I'll probably find I have a lot of random notes on Prague to transcribe soon. A lot are on a kooky idea for a novel, and I may have said enough already about novels I haven't actually gotten to writing. Meanwhile:
I'm enjoying The Coasts of Bohemia by Derek Sayer, not only because he gives a lot of detail on Czech history, but also because I like his ideas about identity, language, and nationhood (they're not congruent, basically). And he says this in the introduction:
From the vantage point of London, or Paris, or New York--or, not so very long ago, Moscow--it is possible to identify history with progress, to ascribe to it providence, directionality, and meaning. It is possible to write modernity in the singular, and to prattle about "the end of history." Such fables are believable precisely so long as the Bohemias of this world are forgotten.
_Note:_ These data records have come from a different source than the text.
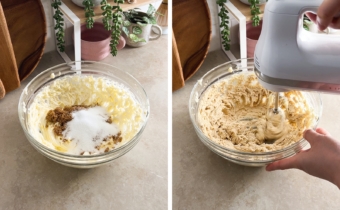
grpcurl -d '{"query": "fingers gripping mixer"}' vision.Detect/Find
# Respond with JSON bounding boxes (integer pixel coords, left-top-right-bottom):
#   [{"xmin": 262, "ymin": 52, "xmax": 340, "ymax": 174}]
[{"xmin": 254, "ymin": 0, "xmax": 340, "ymax": 93}]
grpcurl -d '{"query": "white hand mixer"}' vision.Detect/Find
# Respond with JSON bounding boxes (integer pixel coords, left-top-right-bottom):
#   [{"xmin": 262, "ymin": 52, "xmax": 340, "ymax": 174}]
[
  {"xmin": 254, "ymin": 0, "xmax": 340, "ymax": 113},
  {"xmin": 254, "ymin": 0, "xmax": 340, "ymax": 93}
]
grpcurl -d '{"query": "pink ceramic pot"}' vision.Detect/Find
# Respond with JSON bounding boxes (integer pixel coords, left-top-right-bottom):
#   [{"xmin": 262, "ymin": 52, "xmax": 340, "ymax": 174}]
[
  {"xmin": 247, "ymin": 20, "xmax": 262, "ymax": 58},
  {"xmin": 81, "ymin": 22, "xmax": 126, "ymax": 61}
]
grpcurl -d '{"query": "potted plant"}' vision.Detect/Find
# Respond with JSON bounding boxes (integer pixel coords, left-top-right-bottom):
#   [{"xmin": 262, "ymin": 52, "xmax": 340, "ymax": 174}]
[
  {"xmin": 122, "ymin": 4, "xmax": 162, "ymax": 47},
  {"xmin": 51, "ymin": 0, "xmax": 124, "ymax": 56},
  {"xmin": 216, "ymin": 0, "xmax": 267, "ymax": 51}
]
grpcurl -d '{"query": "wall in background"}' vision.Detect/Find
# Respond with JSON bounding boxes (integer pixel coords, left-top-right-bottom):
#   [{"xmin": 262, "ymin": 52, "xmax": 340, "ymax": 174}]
[{"xmin": 41, "ymin": 0, "xmax": 161, "ymax": 53}]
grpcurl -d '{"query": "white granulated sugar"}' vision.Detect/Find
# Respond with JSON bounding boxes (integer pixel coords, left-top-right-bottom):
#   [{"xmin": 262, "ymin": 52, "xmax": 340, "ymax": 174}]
[{"xmin": 63, "ymin": 106, "xmax": 119, "ymax": 154}]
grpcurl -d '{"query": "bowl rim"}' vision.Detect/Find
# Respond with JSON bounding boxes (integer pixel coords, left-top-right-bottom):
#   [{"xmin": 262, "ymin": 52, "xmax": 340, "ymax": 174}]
[
  {"xmin": 18, "ymin": 61, "xmax": 150, "ymax": 159},
  {"xmin": 188, "ymin": 58, "xmax": 323, "ymax": 156}
]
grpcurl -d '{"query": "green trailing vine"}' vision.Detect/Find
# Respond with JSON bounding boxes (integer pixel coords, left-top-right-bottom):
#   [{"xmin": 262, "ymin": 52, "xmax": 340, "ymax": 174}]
[
  {"xmin": 51, "ymin": 0, "xmax": 65, "ymax": 52},
  {"xmin": 248, "ymin": 0, "xmax": 261, "ymax": 27},
  {"xmin": 122, "ymin": 4, "xmax": 157, "ymax": 42},
  {"xmin": 83, "ymin": 0, "xmax": 94, "ymax": 28},
  {"xmin": 110, "ymin": 0, "xmax": 124, "ymax": 56},
  {"xmin": 216, "ymin": 0, "xmax": 230, "ymax": 51},
  {"xmin": 100, "ymin": 0, "xmax": 113, "ymax": 31}
]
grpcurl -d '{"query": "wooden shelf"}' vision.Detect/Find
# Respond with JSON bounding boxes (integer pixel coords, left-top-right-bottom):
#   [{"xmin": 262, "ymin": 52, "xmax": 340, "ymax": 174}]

Their dislocation is the condition of our coherence. Viewed from Bohemia itself, the modern condition looks somewhat different. It is a chiaroscuro of beauties and terrors, whose colors are invariable more vibrant, and whose depths are much darker, than our anemic narratives of progress are apt to acknowledge. Modernity was never either singular or simple. It was always a "postmodern" polyphony, in which fragile stabilities of location and identity rested on the uncertain vicissitudes of power.
That's very well said, though there's more. And much more significant when you consider it isn't just true of "modernity," but of all cultures and histories: not only do periodic accounts always exclude indigenous peoples, who continue on in the same actual present as the academics and ideologues who consign them to "the past," but for every age, the view of cultural historians remains narrowly focused on the most prestigious voices and views. Who knows what else might have been going on during "the age of Athenian greatness"?
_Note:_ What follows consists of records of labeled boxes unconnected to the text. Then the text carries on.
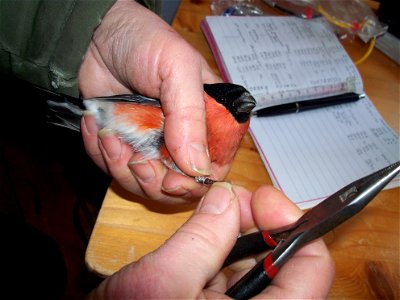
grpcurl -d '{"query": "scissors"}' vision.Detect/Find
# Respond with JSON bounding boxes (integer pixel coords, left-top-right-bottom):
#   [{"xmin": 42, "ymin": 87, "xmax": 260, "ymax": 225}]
[{"xmin": 223, "ymin": 161, "xmax": 400, "ymax": 299}]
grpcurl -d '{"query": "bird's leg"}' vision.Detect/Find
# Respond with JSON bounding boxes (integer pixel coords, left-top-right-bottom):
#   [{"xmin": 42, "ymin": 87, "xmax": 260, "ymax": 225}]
[{"xmin": 194, "ymin": 176, "xmax": 218, "ymax": 185}]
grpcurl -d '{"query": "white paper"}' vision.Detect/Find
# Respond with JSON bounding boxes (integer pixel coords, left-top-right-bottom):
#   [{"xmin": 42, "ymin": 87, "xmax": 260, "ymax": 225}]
[
  {"xmin": 250, "ymin": 98, "xmax": 400, "ymax": 208},
  {"xmin": 202, "ymin": 16, "xmax": 400, "ymax": 208}
]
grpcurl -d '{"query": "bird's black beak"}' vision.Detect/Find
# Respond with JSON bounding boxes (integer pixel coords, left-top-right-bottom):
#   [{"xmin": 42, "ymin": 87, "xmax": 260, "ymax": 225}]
[{"xmin": 233, "ymin": 92, "xmax": 257, "ymax": 114}]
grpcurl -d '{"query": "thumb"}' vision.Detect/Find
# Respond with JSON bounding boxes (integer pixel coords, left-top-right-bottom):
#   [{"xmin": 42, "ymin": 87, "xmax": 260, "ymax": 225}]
[
  {"xmin": 91, "ymin": 183, "xmax": 240, "ymax": 299},
  {"xmin": 153, "ymin": 183, "xmax": 240, "ymax": 298}
]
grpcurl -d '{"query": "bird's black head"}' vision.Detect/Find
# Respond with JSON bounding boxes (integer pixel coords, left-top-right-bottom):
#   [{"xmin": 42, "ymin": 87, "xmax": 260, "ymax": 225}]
[{"xmin": 204, "ymin": 83, "xmax": 256, "ymax": 123}]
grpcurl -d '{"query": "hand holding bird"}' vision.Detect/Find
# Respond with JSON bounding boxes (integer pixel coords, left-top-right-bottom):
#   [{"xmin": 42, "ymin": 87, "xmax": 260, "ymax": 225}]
[{"xmin": 75, "ymin": 1, "xmax": 256, "ymax": 202}]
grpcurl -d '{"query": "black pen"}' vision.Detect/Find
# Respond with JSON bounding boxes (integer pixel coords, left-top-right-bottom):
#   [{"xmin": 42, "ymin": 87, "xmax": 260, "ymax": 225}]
[{"xmin": 254, "ymin": 93, "xmax": 365, "ymax": 117}]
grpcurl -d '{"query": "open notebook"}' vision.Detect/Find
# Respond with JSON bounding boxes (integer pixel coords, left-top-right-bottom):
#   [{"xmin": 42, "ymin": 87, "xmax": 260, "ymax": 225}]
[{"xmin": 201, "ymin": 16, "xmax": 400, "ymax": 208}]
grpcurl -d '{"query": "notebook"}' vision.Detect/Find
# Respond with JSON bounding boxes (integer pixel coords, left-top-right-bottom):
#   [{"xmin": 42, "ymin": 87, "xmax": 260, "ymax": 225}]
[{"xmin": 201, "ymin": 16, "xmax": 400, "ymax": 209}]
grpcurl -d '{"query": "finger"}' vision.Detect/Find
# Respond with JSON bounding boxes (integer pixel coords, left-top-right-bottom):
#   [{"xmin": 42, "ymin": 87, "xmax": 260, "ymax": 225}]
[
  {"xmin": 251, "ymin": 185, "xmax": 303, "ymax": 230},
  {"xmin": 252, "ymin": 186, "xmax": 334, "ymax": 298},
  {"xmin": 160, "ymin": 40, "xmax": 219, "ymax": 176},
  {"xmin": 260, "ymin": 240, "xmax": 335, "ymax": 299},
  {"xmin": 128, "ymin": 153, "xmax": 198, "ymax": 204},
  {"xmin": 90, "ymin": 183, "xmax": 239, "ymax": 299}
]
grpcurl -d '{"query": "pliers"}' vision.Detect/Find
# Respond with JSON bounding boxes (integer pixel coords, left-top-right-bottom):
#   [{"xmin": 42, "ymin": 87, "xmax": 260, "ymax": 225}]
[{"xmin": 223, "ymin": 161, "xmax": 400, "ymax": 299}]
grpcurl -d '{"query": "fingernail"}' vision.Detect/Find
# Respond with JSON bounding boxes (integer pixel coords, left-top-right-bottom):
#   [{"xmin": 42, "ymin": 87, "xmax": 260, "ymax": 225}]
[
  {"xmin": 128, "ymin": 160, "xmax": 156, "ymax": 183},
  {"xmin": 83, "ymin": 111, "xmax": 99, "ymax": 134},
  {"xmin": 188, "ymin": 143, "xmax": 211, "ymax": 175},
  {"xmin": 98, "ymin": 128, "xmax": 122, "ymax": 160},
  {"xmin": 199, "ymin": 182, "xmax": 235, "ymax": 215}
]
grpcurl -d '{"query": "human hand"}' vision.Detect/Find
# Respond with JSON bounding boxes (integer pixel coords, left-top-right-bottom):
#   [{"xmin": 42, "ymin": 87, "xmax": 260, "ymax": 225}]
[
  {"xmin": 79, "ymin": 0, "xmax": 222, "ymax": 202},
  {"xmin": 90, "ymin": 183, "xmax": 334, "ymax": 299}
]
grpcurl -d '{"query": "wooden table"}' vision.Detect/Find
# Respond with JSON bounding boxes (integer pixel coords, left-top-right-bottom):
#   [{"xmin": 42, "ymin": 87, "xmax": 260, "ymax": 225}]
[{"xmin": 86, "ymin": 0, "xmax": 400, "ymax": 299}]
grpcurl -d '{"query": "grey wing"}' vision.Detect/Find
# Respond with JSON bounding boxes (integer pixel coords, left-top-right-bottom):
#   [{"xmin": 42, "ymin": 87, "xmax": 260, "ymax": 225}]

Aside from (kind of) clearing up what all those defenestrations were about, Sayer provides lots of seductive details--as with the Renaissance mural discovered during a renovation project of 1919, depicting
a Talmudic legend in which the youngest of three sons, by refusing to join his brothers in an archery competition in which his father's exhumed corpse is the target, gains the inheritance.
It seems to me that has Lear beat all to hell.